The most interesting explanation I heard was that economics has become more interesting, because it no longer seems to be a finished and closed discipline. It is no fun to read a book or article that says that economic forecasting is best left to computer models that you, the general reader, would need a PhD to understand.

And, in truth, the public is right: while there is a somewhat scientific basis for these models, they can go spectacularly wrong. Sometimes we need to turn off autopilot and think for ourselves, and when a crisis occurs, use our best human intellect.

A dialogue

The panelists all said, in one way or another, that popular economics facilitates an exchange between specialized economists and the broader public - a dialogue that has never been more important. After all, most economists did not see this crisis coming in part because they had removed themselves from what real-world people were doing and thinking.

Successful popular economics involves the reader or listener, in some sense, as a collaborator. That, of course, means that economists must be willing to include new and original theories that are not yet received doctrine among professional specialists.

Until recently, many professional economists would be reluctant to write a popular book. Certainly, it would not be viewed favorably in considering a candidate for tenure or a promotion. Since it does not include equations or statistical tables, they would argue, it is not serious work that is worthy of scholarly attention.

Worse than that, at least until recently, a committee evaluating an economist would likely think that writing a popular economics book that does not repeat the received wisdom of the discipline might even be professionally unethical.

Imagine how the medical profession would view one of its members who recommended to the general public some therapy that had not yet passed scrutiny from the appropriate authorities.

In the decades prior to the current financial crisis, economists gradually came to view themselves and their profession in the same way, encouraged by research trends.

Overconfidence

For example, after 1960, when the University of Chicago started creating a Univac computer tape that contained systematic information about millions of stock prices, a great deal of scientific research on the properties of stock prices was taken as confirming the "efficient markets hypothesis."

All trading schemes not based on this hypothesis were labeled as either misguided or outright frauds.
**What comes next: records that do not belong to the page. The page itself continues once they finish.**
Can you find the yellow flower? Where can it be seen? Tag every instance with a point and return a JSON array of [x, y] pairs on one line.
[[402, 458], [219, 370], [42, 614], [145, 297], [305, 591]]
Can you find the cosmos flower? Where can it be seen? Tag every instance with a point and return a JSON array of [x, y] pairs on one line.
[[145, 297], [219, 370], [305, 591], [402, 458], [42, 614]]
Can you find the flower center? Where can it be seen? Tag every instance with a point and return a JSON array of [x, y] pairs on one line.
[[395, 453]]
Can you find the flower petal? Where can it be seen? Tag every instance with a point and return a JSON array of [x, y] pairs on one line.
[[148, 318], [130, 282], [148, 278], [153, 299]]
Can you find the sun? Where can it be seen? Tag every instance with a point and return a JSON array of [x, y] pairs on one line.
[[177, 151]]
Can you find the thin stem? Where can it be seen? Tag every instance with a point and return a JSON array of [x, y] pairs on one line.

Science had triumphed over stock-market punditry - or so it seemed.

The financial crisis delivered a fatal blow to overconfidence in scientific economics. It is not just that the profession didn't forecast the crisis. Their models, taken literally, sometimes suggested that a crisis of this magnitude couldn't happen.

To me, and no doubt to the other panelists, part of the process of pursuing the inexact aspects of economics is speaking honestly to the broader public, looking them in the eye, learning from them, reading the e-mails they send, and then searching one's soul to decide whether one's favored theory is really close to the truth.